How Therapists Work With Resistance
Skilled therapists don’t try to bulldoze through resistance. They treat it as useful clinical information and adjust their approach accordingly.
When a therapist senses the relationship is straining, the first move is to slow down, drop whatever technique or exercise was underway, and shift full attention to the relationship itself. This might mean naming what’s happening: “It seems like something shifted just now.” The goal is to repair the connection before trying to push forward with content.
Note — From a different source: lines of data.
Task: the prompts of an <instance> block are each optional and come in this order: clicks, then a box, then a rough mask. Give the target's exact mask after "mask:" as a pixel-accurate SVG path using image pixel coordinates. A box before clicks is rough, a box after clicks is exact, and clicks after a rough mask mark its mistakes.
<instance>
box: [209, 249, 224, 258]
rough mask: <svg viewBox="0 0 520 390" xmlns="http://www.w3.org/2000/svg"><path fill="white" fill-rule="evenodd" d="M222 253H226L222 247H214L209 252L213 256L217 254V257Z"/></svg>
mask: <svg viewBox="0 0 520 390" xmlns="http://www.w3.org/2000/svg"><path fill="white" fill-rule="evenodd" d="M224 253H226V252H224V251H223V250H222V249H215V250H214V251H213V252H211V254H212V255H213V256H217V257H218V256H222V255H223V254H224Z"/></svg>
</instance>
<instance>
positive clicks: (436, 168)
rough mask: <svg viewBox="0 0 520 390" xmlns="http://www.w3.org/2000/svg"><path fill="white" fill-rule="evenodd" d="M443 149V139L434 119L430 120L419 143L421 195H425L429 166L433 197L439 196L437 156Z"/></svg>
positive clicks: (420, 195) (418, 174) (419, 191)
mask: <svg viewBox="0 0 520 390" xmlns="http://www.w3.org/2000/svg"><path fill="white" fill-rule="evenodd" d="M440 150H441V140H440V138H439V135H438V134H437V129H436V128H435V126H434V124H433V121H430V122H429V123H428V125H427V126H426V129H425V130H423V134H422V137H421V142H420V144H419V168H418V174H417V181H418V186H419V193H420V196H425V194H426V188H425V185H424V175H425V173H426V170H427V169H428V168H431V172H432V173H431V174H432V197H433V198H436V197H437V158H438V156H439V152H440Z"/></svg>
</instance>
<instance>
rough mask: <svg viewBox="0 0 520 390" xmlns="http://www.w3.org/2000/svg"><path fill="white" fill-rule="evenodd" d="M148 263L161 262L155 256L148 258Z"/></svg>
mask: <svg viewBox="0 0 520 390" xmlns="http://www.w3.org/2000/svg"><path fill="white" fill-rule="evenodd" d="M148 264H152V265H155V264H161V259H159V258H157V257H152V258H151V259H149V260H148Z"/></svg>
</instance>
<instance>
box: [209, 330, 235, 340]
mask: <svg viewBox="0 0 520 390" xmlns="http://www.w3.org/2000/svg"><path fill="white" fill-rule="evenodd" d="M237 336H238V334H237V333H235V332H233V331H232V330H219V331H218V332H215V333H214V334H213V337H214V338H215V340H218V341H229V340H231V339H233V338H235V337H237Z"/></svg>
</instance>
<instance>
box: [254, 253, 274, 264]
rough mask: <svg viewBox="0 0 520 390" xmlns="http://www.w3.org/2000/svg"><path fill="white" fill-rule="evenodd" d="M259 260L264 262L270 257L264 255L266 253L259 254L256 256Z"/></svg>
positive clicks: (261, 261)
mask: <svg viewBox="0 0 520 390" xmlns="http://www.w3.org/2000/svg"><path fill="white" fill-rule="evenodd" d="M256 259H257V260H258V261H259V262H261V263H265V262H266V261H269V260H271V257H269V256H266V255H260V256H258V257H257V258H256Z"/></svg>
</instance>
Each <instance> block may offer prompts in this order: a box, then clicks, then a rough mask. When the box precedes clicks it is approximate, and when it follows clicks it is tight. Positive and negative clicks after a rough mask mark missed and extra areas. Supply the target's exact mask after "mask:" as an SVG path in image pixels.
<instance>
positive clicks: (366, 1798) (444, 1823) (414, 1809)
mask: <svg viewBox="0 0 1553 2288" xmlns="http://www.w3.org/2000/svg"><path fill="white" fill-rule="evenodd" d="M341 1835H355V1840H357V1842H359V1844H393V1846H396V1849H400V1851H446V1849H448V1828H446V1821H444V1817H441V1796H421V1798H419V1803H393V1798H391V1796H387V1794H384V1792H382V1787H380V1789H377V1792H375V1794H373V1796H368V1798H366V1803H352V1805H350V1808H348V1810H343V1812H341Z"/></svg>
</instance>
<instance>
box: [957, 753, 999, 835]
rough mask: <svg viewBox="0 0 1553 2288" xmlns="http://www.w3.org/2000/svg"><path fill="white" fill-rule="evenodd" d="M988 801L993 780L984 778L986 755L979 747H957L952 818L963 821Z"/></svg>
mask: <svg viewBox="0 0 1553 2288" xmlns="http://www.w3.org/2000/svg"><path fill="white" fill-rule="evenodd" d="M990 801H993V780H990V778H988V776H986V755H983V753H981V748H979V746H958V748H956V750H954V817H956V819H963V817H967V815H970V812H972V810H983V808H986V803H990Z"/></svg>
If you’re not completing between-session assignments, a good therapist won’t lecture you about compliance. They’ll ask you to describe your understanding of what was assigned, checking whether the task was clear and felt relevant rather than assuming you just didn’t bother. They might also invite you to design your own version of the exercise, something that fits your life and makes sense to you personally. People are more likely to follow through on plans they helped create than ones handed to them.
Open-ended questions are a core tool. Rather than directing you toward a specific insight, the therapist creates space for you to explore at your own pace. Silence gets used intentionally too. Letting you sit with an uncomfortable emotion, rather than rushing to fill the gap, can allow something important to surface that would otherwise stay buried. This approach respects the reality that resistance exists for a reason. The mind built those walls to protect something, and tearing them down too quickly can do more harm than good.
Why Resistance Can Be a Good Sign
Resistance often increases when therapy is actually working. If you’ve been coasting through sessions with interesting but low-stakes conversation and suddenly find yourself dreading appointments or picking fights with your therapist, it may mean the work has reached a deeper layer. The defenses are activating precisely because something meaningful is being threatened.
Recognizing your own resistance, without judging yourself for it, is one of the more productive things you can do in therapy. Naming it out loud (“I notice I really don’t want to talk about this”) gives your therapist something concrete to work with and often loosens the resistance enough to let the conversation move forward. The goal isn’t to eliminate resistance entirely. It’s to develop enough awareness of it that it stops running the show from behind the scenes.